What follows are selections from the liturgical service for Vespers for the Feast of the Elevation of the Cross (from The Festal Menaion):
Come, all you peoples, and let us venerate the blessed Wood, through which the eternal justice has been brought to pass, For He who by a tree deceived our forefather Adam, is by the Cross himself deceived; and he who by tyranny gained possession of the creature endowed by God with royal dignity, is overthrown in headlong fall. By the blood of God the poison of the serpent is washed away; and the curse of a just condemnation is loosed by the unjust punishment inflicted on the Just. For it was fitting that wood should be healed by wood, and through the Passion of One who knew not passion should be remitted all the sufferings of him who was condemned because of wood.
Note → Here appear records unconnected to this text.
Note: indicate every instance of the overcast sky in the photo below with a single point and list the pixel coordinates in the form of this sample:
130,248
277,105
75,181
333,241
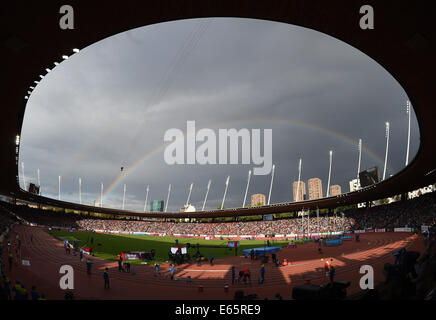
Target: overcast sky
109,106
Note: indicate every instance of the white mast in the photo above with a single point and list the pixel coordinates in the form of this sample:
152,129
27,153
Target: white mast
387,150
168,197
225,192
189,195
298,183
80,190
358,165
24,179
246,189
408,132
272,180
124,195
39,181
146,198
59,185
207,192
101,196
330,172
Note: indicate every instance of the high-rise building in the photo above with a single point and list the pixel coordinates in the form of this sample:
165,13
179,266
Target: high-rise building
315,188
156,206
258,199
335,190
354,185
301,192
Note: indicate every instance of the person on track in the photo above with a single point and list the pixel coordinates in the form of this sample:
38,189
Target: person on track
106,278
88,266
172,271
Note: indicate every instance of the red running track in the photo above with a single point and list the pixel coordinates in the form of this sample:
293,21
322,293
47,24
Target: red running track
46,255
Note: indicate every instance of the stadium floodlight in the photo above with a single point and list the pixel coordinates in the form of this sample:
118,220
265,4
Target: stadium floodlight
168,197
272,180
146,197
24,179
59,188
246,189
330,173
387,149
207,192
358,164
189,195
299,177
317,219
124,196
225,192
408,132
39,181
101,196
80,190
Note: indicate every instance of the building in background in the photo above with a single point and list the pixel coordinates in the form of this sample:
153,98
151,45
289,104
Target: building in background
156,206
188,208
335,190
314,186
258,199
354,185
301,192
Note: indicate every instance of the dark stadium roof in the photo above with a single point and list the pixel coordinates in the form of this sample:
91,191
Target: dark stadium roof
403,42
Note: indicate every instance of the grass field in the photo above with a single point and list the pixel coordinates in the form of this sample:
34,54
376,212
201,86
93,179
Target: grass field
111,245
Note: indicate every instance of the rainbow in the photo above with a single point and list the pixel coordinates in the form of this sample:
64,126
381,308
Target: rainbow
348,140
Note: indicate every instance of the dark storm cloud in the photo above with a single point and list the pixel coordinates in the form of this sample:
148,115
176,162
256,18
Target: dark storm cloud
110,104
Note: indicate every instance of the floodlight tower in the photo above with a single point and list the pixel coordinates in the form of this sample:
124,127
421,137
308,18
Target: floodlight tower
168,197
298,183
24,179
124,196
225,192
189,195
39,181
59,187
272,181
101,196
358,165
80,190
146,197
207,192
408,132
330,173
246,189
387,149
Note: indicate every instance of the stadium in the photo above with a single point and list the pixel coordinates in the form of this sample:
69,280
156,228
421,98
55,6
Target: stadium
304,248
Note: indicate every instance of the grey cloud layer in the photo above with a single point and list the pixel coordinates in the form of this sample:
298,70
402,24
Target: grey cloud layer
110,104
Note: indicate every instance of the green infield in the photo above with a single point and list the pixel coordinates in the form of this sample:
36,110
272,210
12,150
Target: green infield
108,246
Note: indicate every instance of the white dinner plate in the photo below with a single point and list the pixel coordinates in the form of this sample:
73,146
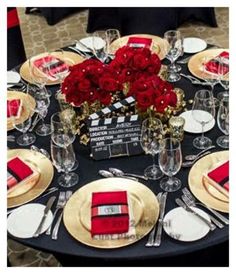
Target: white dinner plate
24,221
192,126
194,44
88,41
12,77
185,226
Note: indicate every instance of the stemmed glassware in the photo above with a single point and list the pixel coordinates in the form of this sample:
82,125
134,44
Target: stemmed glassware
203,111
25,139
62,132
223,79
173,48
223,122
64,159
39,93
151,134
100,45
170,161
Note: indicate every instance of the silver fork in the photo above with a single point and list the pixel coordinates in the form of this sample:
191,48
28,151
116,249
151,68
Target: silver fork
150,241
188,202
187,193
57,225
60,203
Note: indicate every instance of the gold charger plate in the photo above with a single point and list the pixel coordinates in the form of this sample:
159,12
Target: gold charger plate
195,63
202,192
28,106
25,70
77,212
158,44
40,163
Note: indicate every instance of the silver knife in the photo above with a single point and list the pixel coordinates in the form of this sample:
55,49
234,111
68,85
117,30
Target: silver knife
157,241
189,209
46,210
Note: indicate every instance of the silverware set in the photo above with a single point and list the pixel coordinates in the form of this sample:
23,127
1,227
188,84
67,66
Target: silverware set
115,172
154,239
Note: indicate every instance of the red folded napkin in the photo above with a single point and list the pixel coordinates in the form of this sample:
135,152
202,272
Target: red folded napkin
17,171
219,178
109,213
50,65
13,107
139,42
213,65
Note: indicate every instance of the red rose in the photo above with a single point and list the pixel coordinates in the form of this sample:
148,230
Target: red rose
140,62
144,99
161,103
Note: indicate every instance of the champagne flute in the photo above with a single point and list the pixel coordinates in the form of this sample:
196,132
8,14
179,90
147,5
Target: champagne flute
223,122
100,45
170,161
64,159
39,93
203,111
25,139
151,134
173,47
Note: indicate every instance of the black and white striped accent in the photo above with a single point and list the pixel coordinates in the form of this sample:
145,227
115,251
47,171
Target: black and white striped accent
125,102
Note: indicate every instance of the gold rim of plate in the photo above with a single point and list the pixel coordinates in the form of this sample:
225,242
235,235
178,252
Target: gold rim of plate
158,44
77,212
28,106
206,194
40,163
195,63
25,71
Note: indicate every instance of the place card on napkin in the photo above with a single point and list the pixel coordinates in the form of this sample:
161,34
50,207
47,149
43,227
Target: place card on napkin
213,65
109,213
14,108
19,175
139,42
219,178
50,65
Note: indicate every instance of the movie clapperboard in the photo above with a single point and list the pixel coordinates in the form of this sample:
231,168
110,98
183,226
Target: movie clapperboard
117,136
But glory be to You, O Christ our King, for Your dread dispensation towards us, whereby You have saved us all, for You are good and love mankind.
The Cross is raised on high, and urges all creation to sing the praises of the undefiled Passion of Him who was lifted high upon it. For there it was that He killed our slayer, and brought the dead to life again: and in His exceeding goodness and compassion, He made us beautiful and counted us worthy to be citizens of heaven. Therefore with rejoicing let us exult His Name and magnify His surpassing condescension.
Moses prefigured the power of the precious Cross, O Christ, when he put to flight Amalek, his adversary, in the wilderness of Sinai: for when he stretched out his arms in the form of a cross, the people became strong again (see Exodus 17:10-14). And now the fulfillment of these images has come to pass for us. Today is the Cross exalted and devils are put to flight; today the whole creation is set free from corruption: for through the Cross every gift of grace has shone upon us. Therefore all of us rejoicing fall before You, saying: How marvelous are Your works, O Lord: glory to You!
O most venerable Cross, attended by ranks of rejoicing angels, you are exalted today, and by divine command you lift up again all those who, through the stealing of the fruit, had been made outcasts and were sunk in death. Therefore, embracing you in faith with heart and lips, from you we draw sanctification and we cry aloud: Exalt Christ, the God most good, and venerate His divine footstool.